The end result of this policy is that the manufacturing costs of financial products have likely risen exponentially over the last few years. They cannot have failed to do so, whether reported as such or not. Investors ultimately pick up this cost, which no doubt, has reduced expected returns even further in this volatile Central Bank-dominated environment.
Financial services firms doing business in Europe are already facing rising costs and falling revenues but now also face unquantifiable regulatory, reputational and monetary risks should they fall foul of the regulations. Given the volume and complexity of the current regulatory environment, and with more to come, it is only a matter of time before this happens. Given the rise of successful investor-driven litigation in the US, it won’t be long before it arrives in the UK and Europe. I can see lots of low-hanging fruit ripe for the picking.

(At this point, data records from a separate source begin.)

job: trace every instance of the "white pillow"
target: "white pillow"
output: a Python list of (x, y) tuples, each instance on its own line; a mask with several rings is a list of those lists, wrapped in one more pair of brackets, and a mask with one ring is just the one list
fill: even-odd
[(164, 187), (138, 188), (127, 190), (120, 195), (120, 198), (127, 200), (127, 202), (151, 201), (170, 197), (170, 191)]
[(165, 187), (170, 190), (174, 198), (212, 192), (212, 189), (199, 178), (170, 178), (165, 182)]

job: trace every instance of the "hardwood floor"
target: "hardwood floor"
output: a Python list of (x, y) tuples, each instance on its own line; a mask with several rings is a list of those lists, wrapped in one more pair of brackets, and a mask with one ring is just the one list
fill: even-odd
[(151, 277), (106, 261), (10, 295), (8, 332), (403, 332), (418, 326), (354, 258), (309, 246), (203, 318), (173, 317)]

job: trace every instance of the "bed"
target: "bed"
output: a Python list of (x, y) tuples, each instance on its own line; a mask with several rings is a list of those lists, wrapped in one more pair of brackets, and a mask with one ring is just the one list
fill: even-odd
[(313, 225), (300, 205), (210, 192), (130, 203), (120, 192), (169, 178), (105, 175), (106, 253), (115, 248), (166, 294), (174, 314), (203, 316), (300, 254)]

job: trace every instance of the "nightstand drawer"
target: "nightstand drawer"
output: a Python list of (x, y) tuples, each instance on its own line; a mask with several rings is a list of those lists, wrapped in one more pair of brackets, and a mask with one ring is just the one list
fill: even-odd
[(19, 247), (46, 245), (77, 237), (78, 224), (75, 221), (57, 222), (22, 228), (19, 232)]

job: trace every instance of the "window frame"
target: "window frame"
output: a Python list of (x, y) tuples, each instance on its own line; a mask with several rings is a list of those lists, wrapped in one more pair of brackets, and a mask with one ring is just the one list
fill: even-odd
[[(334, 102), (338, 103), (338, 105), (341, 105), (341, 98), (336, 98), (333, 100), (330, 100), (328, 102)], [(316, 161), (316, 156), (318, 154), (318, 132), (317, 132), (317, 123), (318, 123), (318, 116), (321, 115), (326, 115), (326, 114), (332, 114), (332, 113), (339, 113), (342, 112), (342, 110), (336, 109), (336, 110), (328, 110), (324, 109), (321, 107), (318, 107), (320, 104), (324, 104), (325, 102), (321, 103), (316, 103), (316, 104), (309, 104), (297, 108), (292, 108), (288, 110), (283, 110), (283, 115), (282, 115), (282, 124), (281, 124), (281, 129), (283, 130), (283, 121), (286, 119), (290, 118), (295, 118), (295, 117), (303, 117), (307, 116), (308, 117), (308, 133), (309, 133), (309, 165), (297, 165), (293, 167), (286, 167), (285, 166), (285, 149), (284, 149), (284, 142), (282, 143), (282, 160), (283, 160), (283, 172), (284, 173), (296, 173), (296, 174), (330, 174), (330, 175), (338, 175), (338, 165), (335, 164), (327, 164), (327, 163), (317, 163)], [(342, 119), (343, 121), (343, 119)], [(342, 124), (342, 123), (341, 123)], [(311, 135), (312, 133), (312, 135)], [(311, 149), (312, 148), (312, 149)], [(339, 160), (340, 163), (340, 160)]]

“Alongside the PRIIPs legislation, there has been a series of recent reforms in the investment product market at both domestic and EU level. Different legal and regulatory rule-sets apply to different types of investment products; there are different, and overlapping, disclosure requirements for manufacturers and distributors; and there are some differences in the timing, interaction and implementation of these various disclosure requirements.” FCA “Call for Input: PRIIPs Regulation – initial experiences with the new requirements” - July 2018
For investors looking at investment cost transparency from a financial centre perspective, it appears to me that that all are running at different speeds and in different directions. This gives rise to regulatory arbitrage for investors and asset managers. The UK, with BREXIT fast-approaching, may be about to adopt the highest transparency regime in the world. Transparency and tax avoidance have become synonymous since the ‘Panama Papers’.
There are two scenarios; a) the U.K. becomes a go-to destination for investors seeking higher transparency and protections outside (inside) the EEA trading area or b) becomes avoided by investors for the same reason. Then the U.K. becomes caught between satisfying EU passport rules (by gold-plating) and turnabout policy from the US as well as lingering US and EU tax avoidance regimes. A potential Fiduciary fly trap, slowly lured into transparency but ultimately trapped by it.
An example of gold-plating, the recent FCA Asset Management Market Study and follow-on remedies will push the boundaries out further than the EU by, for example, forcing UK Authorised Funds to remove box profits, removing “aspirational” fund benchmarks, introducing a requirement for independent non-executive directors on fund boards and by requiring an annual ongoing fund board declaration of “Assessment of Value” (similar to Value For Money) at the fund and share class level. This Assessment of Value will have to be made by the Chair of the Fund Board under the FCA’s Senior Management & Certification Regime (SMCR) meaning that the Chair becomes personally liable should this not be the case.
This means that UK Authorised Funds might become slightly more expensive (optically) than UCITS funds, but, if the industry gets it right, they could represent better Value for Money (or is it just Value?) for investors.
We should not forget that money (ignoring Crypto) is the most liquid and flexible form of asset. No King Canute-like form of regulation is going to stop it finding its most efficient home – it will find a workaround. In some respects, I welcome it.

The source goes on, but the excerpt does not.